Font Size:  

He didn’t raise his voice and she almost trusted his promise not to hurt her, but something terrifying hid in his eyes. “Or what?”

Something shifted between them as she called what she hoped was a bluff. His nostrils flared and he rolled to his back. “If there’s not honesty between us, we have nothing. You may leave.”

Chapter Twenty

Annalise balked. “What? All this and you’re suddenly going to let me just walk out the door?” What the fuck was going on? “This has to be a dream.”

“It feels more like a nightmare,” he said, in a voice so defeated she stilled, one foot already on the ground.

She glanced over her shoulder. His hands folded across his broad chest, fingers entwined as he stared at the ceiling. His jaw ticked with tension and his brow furrowed.

It wasn’t fair for him to make her feel guilty when he was the one who brought her here against her will. Was this how Stockholm syndrome started?

She forced her other foot to the ground, but found it impossible to stand. Damn it. What was wrong with her? This was her chance. Her freedom.

Move your ass, Anna!

She looked back at him again and an inexplicable ache formed in her chest. No! She would not take pity on him. She was not that girl!

She swallowed against a lump in her throat and stood. He wouldn’t look at her.

She glanced at the door. Should she just go? How far would she get? Her fingers brushed the knob and she hesitated.

The pitch-black sky would make it impossible to see. Without her phone, she had no clue which direction was home. Back roads would form a labyrinth and she didn’t have shoes or clothes.

She was making excuses.

This was what she wanted. She’d finally worn him down. So what the hell was this wretched ache in her chest anchoring her to this unending nightmare?

“Adam?”

When he didn’t answer, she approached the bed. Looking down, she read the stricken expression that tightened the skin around his eyes and mouth. She shouldn’t care. He kidnapped her.

But when his gaze turned to her she sucked in a breath, suffering his sadness as if it were her own. In an almost spiritual jolt, she took a clipped step back.

The sensation wouldn’t break. It knifed through her. Hopeless surrender. Defeated optimism. Grieving faith.

She’d only felt something similar to it once before in her life. It had been a pain so acute and damaging, so irreversibly sad she had no idea how she’d ever survive it. That had been the day her mother died.

It made absolutely no sense why she’d feel something similar now. But these weren’t her feelings. They were his. As if a valve had turned, they flowed into her, battering her insides and triggering an excruciating wave of empathy.

Her hand pressed to her chest. “I ... feel your pain. How is that possible?”

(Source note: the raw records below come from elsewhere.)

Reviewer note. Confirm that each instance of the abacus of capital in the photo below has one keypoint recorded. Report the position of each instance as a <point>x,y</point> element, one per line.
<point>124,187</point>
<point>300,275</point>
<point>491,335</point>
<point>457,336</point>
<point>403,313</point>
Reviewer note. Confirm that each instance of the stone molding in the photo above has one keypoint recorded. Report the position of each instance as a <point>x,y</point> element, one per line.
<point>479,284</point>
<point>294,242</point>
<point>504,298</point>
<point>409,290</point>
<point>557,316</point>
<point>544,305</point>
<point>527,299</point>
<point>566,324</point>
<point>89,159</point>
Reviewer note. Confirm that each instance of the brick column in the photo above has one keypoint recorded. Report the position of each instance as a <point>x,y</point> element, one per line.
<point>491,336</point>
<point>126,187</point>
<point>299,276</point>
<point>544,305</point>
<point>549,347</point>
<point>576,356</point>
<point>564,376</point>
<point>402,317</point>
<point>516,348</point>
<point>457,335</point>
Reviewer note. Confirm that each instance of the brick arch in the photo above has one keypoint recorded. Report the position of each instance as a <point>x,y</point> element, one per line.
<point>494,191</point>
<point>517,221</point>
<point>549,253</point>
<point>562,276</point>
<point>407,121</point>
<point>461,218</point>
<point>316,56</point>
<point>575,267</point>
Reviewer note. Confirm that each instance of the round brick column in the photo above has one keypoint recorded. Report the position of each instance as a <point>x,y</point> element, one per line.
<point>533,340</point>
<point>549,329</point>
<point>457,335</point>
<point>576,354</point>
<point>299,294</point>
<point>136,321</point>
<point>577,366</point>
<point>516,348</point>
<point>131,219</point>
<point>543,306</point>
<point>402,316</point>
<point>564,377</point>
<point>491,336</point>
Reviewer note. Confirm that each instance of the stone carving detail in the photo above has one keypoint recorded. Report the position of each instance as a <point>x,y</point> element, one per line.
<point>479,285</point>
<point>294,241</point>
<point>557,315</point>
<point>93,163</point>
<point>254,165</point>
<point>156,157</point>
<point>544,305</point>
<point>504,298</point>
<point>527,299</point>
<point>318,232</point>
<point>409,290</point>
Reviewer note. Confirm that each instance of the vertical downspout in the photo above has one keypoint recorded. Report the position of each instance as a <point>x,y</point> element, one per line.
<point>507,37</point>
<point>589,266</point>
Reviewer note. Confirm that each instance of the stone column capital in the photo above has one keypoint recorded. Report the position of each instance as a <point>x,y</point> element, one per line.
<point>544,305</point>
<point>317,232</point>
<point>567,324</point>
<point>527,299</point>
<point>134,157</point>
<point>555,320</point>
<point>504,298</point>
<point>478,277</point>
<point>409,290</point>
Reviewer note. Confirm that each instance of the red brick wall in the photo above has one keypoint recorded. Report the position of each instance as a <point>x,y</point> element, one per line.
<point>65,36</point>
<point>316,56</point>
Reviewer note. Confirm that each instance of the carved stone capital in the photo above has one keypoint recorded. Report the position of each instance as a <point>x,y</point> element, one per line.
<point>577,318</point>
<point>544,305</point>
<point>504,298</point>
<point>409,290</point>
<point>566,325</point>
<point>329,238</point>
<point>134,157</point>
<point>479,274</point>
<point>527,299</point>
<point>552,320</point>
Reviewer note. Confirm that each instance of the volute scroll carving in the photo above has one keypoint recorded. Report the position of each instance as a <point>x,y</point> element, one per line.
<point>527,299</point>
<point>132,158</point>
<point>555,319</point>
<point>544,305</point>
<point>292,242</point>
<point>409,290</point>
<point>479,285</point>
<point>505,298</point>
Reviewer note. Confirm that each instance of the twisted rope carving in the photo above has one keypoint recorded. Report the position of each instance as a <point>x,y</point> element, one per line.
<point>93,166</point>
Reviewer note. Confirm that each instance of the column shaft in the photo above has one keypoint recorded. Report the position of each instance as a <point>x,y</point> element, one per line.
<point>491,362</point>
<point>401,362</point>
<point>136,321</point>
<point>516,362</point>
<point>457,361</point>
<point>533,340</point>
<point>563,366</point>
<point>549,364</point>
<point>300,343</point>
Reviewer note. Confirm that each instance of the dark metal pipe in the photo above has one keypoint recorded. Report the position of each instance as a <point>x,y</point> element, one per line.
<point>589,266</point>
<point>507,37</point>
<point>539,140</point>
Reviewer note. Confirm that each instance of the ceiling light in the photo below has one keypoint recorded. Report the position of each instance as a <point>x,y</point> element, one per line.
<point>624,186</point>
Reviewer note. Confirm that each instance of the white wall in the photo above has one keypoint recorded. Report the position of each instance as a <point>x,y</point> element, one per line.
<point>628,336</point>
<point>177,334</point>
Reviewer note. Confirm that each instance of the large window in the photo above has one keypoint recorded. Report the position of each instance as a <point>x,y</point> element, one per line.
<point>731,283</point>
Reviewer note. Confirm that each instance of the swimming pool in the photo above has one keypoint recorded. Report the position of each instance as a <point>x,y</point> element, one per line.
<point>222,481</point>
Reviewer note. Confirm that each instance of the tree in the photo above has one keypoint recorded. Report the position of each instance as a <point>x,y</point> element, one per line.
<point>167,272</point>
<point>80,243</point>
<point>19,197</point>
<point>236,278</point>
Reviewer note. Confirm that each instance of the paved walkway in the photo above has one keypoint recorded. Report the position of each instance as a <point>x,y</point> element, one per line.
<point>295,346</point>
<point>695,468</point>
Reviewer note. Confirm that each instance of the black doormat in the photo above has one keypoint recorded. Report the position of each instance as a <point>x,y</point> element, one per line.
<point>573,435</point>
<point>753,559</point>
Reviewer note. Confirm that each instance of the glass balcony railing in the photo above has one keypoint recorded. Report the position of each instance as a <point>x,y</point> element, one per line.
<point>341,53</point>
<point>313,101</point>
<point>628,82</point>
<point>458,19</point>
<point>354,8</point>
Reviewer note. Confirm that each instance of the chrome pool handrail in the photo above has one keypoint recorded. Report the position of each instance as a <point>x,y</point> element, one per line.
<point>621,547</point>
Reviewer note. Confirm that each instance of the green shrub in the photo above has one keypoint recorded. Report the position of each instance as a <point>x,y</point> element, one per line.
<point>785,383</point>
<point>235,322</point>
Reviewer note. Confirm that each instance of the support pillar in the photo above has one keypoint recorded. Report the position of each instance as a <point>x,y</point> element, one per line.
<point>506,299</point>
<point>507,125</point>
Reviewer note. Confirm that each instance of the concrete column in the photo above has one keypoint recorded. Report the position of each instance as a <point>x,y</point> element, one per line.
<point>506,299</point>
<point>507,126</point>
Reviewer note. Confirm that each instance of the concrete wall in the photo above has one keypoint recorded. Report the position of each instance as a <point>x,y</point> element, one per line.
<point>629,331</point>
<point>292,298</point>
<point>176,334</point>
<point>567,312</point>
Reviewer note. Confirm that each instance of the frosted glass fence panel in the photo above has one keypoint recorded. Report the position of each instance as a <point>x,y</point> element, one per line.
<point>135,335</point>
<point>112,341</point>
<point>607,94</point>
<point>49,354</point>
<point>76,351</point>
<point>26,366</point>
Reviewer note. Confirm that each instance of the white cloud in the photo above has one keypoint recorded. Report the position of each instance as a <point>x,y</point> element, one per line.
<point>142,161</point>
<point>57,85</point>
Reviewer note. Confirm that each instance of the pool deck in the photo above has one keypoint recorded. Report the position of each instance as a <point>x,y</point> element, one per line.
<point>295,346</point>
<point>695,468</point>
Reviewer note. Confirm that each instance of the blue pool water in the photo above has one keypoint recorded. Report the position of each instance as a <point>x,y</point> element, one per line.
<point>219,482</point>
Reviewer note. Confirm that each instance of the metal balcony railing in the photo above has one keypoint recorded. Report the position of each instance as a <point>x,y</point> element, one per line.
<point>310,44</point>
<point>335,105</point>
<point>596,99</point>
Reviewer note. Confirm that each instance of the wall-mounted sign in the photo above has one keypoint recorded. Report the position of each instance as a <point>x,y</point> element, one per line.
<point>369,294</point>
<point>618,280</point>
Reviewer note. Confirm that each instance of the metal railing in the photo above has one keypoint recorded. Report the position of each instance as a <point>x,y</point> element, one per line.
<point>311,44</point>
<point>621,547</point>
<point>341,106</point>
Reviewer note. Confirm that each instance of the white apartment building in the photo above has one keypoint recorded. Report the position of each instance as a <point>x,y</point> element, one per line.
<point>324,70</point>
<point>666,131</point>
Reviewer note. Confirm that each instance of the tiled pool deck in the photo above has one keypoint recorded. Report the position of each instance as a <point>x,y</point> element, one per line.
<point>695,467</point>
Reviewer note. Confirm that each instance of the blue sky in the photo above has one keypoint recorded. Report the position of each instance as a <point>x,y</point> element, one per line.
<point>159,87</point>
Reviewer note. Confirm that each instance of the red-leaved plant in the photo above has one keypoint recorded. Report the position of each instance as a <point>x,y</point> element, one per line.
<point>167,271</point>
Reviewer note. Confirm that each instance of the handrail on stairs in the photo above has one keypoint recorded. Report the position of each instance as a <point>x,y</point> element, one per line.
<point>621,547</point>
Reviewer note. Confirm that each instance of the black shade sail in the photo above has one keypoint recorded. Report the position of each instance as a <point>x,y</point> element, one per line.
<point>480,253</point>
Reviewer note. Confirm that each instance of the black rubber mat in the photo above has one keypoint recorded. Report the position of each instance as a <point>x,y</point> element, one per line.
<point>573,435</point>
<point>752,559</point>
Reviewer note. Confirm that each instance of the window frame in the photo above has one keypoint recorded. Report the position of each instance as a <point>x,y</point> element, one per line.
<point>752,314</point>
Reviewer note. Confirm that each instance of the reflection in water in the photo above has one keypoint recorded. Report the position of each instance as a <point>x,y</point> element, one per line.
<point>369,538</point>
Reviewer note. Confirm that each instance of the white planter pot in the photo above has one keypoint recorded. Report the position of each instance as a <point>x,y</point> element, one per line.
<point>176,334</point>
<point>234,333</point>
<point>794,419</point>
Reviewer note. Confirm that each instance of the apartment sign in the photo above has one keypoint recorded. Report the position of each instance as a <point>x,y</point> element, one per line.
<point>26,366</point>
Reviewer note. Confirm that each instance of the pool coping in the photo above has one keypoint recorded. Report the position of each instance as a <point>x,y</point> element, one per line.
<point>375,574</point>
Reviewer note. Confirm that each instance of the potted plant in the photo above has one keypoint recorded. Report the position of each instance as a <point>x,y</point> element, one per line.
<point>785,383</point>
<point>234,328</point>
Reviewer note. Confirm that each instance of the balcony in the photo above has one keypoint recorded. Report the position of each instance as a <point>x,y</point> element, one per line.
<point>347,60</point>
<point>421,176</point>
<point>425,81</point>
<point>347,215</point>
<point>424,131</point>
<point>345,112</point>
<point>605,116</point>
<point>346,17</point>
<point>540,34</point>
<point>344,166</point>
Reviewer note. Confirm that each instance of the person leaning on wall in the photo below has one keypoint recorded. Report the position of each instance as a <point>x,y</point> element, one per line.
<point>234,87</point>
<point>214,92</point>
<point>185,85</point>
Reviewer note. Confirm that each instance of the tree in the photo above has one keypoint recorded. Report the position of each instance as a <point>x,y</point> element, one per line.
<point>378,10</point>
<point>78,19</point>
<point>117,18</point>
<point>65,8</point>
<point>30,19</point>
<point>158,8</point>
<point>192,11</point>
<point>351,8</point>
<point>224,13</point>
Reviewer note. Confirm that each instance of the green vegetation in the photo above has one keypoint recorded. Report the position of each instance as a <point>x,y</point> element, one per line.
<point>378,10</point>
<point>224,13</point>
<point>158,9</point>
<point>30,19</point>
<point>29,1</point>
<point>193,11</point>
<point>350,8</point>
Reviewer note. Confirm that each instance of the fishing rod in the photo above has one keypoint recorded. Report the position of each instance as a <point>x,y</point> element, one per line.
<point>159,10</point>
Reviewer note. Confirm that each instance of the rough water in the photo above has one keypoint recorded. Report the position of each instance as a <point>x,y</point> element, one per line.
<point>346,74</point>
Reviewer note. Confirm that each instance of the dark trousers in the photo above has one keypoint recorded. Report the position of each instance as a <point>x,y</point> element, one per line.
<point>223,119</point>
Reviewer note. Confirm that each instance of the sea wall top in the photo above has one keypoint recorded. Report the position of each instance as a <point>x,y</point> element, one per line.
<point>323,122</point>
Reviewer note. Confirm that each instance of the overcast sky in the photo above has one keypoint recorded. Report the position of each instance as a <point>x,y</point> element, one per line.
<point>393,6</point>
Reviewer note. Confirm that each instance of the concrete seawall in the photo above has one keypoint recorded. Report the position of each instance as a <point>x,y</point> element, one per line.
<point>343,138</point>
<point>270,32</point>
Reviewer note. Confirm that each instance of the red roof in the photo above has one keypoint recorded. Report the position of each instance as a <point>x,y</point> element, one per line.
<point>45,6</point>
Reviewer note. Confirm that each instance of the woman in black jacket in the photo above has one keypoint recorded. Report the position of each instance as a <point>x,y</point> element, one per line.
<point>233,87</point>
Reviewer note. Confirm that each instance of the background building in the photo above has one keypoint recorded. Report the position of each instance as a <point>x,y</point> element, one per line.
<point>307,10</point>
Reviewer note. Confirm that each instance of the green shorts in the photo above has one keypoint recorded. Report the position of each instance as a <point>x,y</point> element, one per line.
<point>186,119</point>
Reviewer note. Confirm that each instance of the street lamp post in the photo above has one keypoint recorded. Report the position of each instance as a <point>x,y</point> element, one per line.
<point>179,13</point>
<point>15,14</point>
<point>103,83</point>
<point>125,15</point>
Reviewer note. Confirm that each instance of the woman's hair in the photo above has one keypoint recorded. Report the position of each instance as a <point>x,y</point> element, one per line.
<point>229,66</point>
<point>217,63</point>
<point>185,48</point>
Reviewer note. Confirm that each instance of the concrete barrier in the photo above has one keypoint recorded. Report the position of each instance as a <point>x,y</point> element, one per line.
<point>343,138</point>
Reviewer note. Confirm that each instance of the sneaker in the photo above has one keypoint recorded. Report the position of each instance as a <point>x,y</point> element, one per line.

He shut his eyes and the connection severed. She wobbled back a step and caught her breath.

“What was that?”

“A slip. I apologize. My faculties aren’t what they usually are.”

She frowned, not understanding his meaning. “But I felt you. How could you feel so much when we don’t even know each other?”

“You haven’t been listening, Anna. Our souls were made as one, divided and lost until now. I’ve been trying to explain it to you, but you’ve been too angry to listen.”

She frowned. “But you haven’t explained anything. No one has. Everyone just keeps telling me to trust you.”

“And so you should,” he snapped, eyes hard. His brow softened. “I’m sorry. I don’t mean to lose my temper, but I never expected this amount of complication. I did everything I was told, but even when you hand over the reins I feel you fighting me. You have the nature of an unbroken mare.”

She scrunched her face. “I could do without the comparison to farm animals.”

“Do you see? Even now, you make jokes.”

“Adam, I make jokes so I don’t cry. Believe me, nothing about this is funny.”

He exhaled and scrubbed his face with his palms. “I’m running out of time.”

“Time for what?”

He looked up at her and the sharp sorrow was back, stealing her breath. She had no power here, yet he suddenly seemed the fragile one.

“Adam, tell me what you’re hiding. You want my honesty? Earn it. Be honest with me first.”

“I’m dying.”

His words pierced whatever fantasy protected her and her entire existence jerked with sharp awareness. As if an umbrella had been sheltering her all this time, she was suddenly doused with truth. And without knowing why, she felt a strange tie to his mortality, as if responsible for his life or his death.

“Have you seen a doctor?”

“There’s nothing to be done.”

That couldn’t be true. He just didn’t understand the advanced technologies available. “Adam, there are great hospitals out there.”

“They can’t help me.”

And he called her stubborn? “How do you know? Have you tried visiting an actual doctor?”